Since 2002, 162,756 males>age 40 with no known history of prostate surgery (Group 1) were examined at all outpatient clinics, and 7669 (4.7%) of these patients had a new diagnosis of glaucoma or ocular hypertension. A total of 488 patients undergoing RALP (Group 2) and 203 patients undergoing open prostatectomy (Group 3) were included with an average age of 58.7 and 61.5 years, respectively. A total of 26(5.3%) patients in Group 2 and and 22(10.8%) in Group 3 had new onset glaucoma or ocular hypertension. Analysis with chi-square testing demonstrated no statistically significant difference between Group 1 and Group 2(p=0.522). There was a statistically significant difference between Group 1 and Group 3(p< 0.0001). One patient(0.18%) in Group 2 and 1 patient(0.47%) in Group 3 had a post-operative complication.

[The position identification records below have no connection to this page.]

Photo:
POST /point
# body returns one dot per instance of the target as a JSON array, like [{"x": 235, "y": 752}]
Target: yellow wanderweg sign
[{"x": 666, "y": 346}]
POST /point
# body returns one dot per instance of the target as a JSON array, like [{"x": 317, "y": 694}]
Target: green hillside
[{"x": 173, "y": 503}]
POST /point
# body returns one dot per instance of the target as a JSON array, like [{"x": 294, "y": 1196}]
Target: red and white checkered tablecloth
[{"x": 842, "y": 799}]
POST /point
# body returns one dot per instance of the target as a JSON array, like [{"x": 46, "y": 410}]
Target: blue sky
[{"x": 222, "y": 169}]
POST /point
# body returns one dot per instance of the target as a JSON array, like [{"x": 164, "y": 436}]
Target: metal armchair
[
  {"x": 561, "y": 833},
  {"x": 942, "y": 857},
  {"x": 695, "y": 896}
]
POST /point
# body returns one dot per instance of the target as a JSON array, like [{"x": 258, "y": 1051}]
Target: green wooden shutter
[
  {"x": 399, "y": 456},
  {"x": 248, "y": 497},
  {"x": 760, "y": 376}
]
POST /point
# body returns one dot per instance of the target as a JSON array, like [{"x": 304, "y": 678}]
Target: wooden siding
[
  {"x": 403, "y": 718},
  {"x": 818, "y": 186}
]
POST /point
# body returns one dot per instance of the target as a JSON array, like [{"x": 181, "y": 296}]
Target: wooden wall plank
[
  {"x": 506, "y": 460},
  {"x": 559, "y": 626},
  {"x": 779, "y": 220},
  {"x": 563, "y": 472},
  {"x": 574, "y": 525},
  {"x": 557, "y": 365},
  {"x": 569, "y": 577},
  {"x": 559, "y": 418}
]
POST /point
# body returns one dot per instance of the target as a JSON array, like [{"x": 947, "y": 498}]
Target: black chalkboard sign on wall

We found no elevated incidence of glaucoma or ocular hypertension, and a lower rate of post-operative complications in the RALP group. The higher incidence of glaucoma in Group 3 needs to be further analyzed to assess the possible contribution of age and lower sample size. In patients with no known history of glaucoma or ocular hypertension, RALP is a safe procedure despite the known acute increase in IOP. Future studies should use structural tests including nerve fiber layer analysis to examine potential optic nerve changes after RALP and possible progression of optic nerve damage in glaucoma patients after surgery.